Search engine optimization driven journalism
AOL’s acquisition of Huffington Post for $315 Million seems to have been driven in large part by Huffington Post’s ability to publish content that was trending upward on Google search. Rather than report on the news, report on what people are looking for.
From the New York Time’s Claire Cain Miller yesterday morning:
The Huffington Post has hired veteran journalists to beef up its news coverage. But a significant chunk of its readers come instead for articles like one published this week: “Chelsy Davy & Prince Harry: So Happy Together?”
The two-sentence article was just a vehicle for a slide show of photographs of the couple and included no actual news. But “Chelsy Davy” was one of the top searches on Google that day, and soon after the article was published it became one of the first links that popped up in Google’s search results.
It was an example of an art and science at which The Huffington Post excels: search engine optimization, or S.E.O.

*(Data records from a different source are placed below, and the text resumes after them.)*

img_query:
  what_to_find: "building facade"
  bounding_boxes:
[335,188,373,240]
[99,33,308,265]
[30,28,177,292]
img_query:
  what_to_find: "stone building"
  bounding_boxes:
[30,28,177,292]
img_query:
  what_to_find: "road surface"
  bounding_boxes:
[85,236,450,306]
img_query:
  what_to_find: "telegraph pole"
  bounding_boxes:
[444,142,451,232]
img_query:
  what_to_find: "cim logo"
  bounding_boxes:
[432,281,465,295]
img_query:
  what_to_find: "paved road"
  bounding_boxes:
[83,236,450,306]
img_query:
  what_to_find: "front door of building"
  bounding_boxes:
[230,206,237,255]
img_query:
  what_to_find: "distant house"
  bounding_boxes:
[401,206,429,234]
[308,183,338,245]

Online publishers use software that look at activity on search engines; generate headlines based on it; and assign employed writers and freelancers to write corresponding articles or blog posts.

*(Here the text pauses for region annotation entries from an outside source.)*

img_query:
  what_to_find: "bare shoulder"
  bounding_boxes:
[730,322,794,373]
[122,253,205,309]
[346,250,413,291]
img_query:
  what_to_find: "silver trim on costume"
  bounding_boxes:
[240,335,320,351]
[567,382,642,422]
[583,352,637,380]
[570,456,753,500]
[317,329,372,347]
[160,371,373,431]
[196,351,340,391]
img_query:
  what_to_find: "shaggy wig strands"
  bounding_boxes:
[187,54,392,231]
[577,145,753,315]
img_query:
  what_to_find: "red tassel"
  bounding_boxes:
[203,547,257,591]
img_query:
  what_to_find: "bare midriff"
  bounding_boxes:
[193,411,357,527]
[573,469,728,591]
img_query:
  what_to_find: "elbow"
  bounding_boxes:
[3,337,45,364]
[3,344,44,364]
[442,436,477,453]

Perhaps this is the road to profitability for print journalism, but we’re likely to end up with low quality content that’s written to appeal to the search engines, as opposed to people.
Rich Skrenta, chief executive of the search engine Blekkom, told Miller:
S.E.O. is “absolutely essential.” Still, it can turn into a “heroin drip” for publishers. They had this really good content at the beginning, but they realize the more S.E.O. they do, the more money they make, and the pressure really pushes down the quality on their sites.
The outcome, as reported by Miller, 35 percent of The Huffington Post’s visits in January came from search engines, compared to 20 percent for CNN.com.
No question writing about what people are looking for can produce valuable content. And I am not implying that Huffington Post does not produce any good content.
The problem comes when publishers produce content just to garner traffic, not to produce something of value. The latter ought to sound very familiar to law firms who publish blogs solely for search.
There is hope for quality content. Social media is increasingly more important in the distribution of content. The better the content, the more likely it will be shared via Twitter, Facebook, and LinkedIn. Google is also going to take sharing into effect in pushing content to the top in search.
And at the end of the day, people do remember who’s offering value.